昨日のブログでは、『苦悩の英雄ベートーヴェンの生涯』を読んでいて、「ベートーヴェンの全作品は、聾のベートーヴェンの作品」だとロマン・ ロランが指摘していたことを書きました。
12月に各地で演奏される、「苦悩を通って歓喜へ!」で知られる『ベートーヴェン:交響曲第9番「合唱」』。
交響曲に合唱が加わる、という大胆な着想の曲についてロマン・ ロランは、次のように書いています。
ベートーヴェンは、悲しみの深淵から《歓喜》をほめたたえようと企てた。
それは彼の全生涯の計画だった。まだボンにいた1793年(注:彼の22歳の時)からすでにそれを考えていた。

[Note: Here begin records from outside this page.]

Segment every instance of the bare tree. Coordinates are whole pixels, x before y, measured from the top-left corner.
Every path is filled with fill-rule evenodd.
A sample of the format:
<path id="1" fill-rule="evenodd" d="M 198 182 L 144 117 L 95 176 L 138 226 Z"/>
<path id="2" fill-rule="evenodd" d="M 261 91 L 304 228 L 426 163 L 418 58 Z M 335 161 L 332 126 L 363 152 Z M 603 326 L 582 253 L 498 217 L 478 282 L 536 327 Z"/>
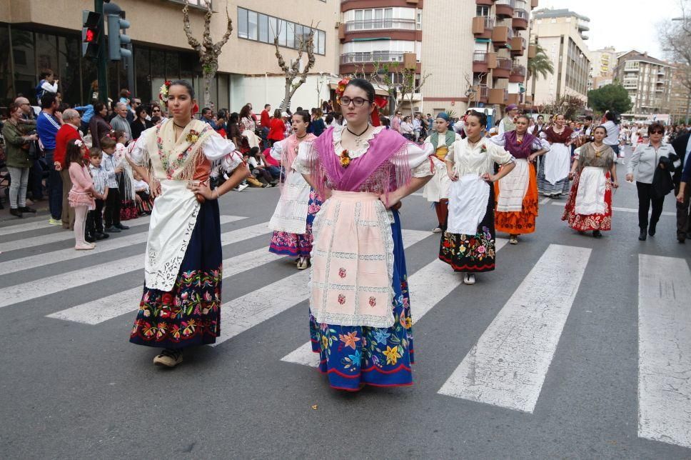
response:
<path id="1" fill-rule="evenodd" d="M 307 81 L 307 75 L 309 74 L 310 69 L 314 66 L 314 32 L 316 30 L 316 28 L 318 26 L 319 23 L 317 23 L 317 25 L 313 27 L 311 24 L 310 25 L 310 33 L 307 36 L 307 39 L 305 39 L 304 35 L 300 37 L 298 46 L 298 59 L 293 60 L 290 65 L 286 64 L 286 60 L 283 59 L 283 54 L 281 54 L 281 50 L 278 49 L 278 31 L 276 32 L 276 36 L 273 38 L 273 46 L 276 49 L 276 59 L 278 60 L 278 66 L 283 71 L 286 79 L 286 93 L 283 96 L 283 100 L 281 103 L 281 111 L 290 108 L 293 95 L 295 94 L 298 88 Z M 307 64 L 301 71 L 300 64 L 302 62 L 302 56 L 305 51 L 307 51 Z"/>
<path id="2" fill-rule="evenodd" d="M 667 59 L 675 63 L 676 78 L 691 93 L 691 1 L 679 0 L 681 16 L 662 22 L 659 33 Z M 691 96 L 687 96 L 686 119 L 691 112 Z"/>
<path id="3" fill-rule="evenodd" d="M 204 78 L 204 106 L 208 107 L 211 104 L 211 94 L 209 92 L 209 87 L 211 86 L 211 81 L 216 76 L 216 72 L 218 71 L 218 56 L 221 55 L 221 49 L 228 41 L 228 39 L 233 32 L 233 21 L 228 13 L 228 4 L 226 4 L 226 17 L 228 18 L 228 25 L 226 27 L 226 33 L 223 34 L 221 40 L 213 43 L 211 32 L 211 16 L 213 15 L 213 11 L 211 10 L 211 0 L 205 0 L 205 2 L 206 14 L 204 15 L 204 34 L 201 44 L 192 35 L 192 26 L 190 25 L 188 9 L 189 3 L 187 0 L 185 0 L 185 7 L 182 9 L 182 13 L 185 34 L 187 35 L 187 42 L 199 54 L 199 62 L 201 63 L 201 71 Z"/>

彼は全生涯を通じて《歓喜》を歌おうと欲した。そしてそれを自分の大きな作品の1つを飾る冠にしようと欲した。
ところで、ロマン・ ロランは、『交響曲第9番「合唱」』の初演の日に関して次のようなエピソードを書いています。
1824年)5月7日、『合唱を伴える交響曲』(第9交響曲)を指揮したとき(と言うよりはむしろ、プログラムに書いているとおり、《演奏の指導に参加した》とき)彼に拍手喝采を浴びせた満場の大騒ぎが、彼の耳にはぜんぜん聞こえなかった。女歌手の1人が彼の手を取って、彼を聴衆の方へ向けるまで、彼はそんなことを思ってもいなかった。彼は突然、立ち上がった聴衆が帽子を振り、両手を叩いているのを見たのだった。
ベートーヴェンが53歳の時には、彼の耳はまったくと言っていいほど音を聴くことができなくなっていたのです。
ベートーヴェンが30年もの間、だんだん聴こえなくなる耳に頼らず、心の中で「苦悩を通って歓喜へ!」を暖めていたことを知ると、「苦悩を通って歓喜へ!」は、彼の生涯のモチーフのような気がします。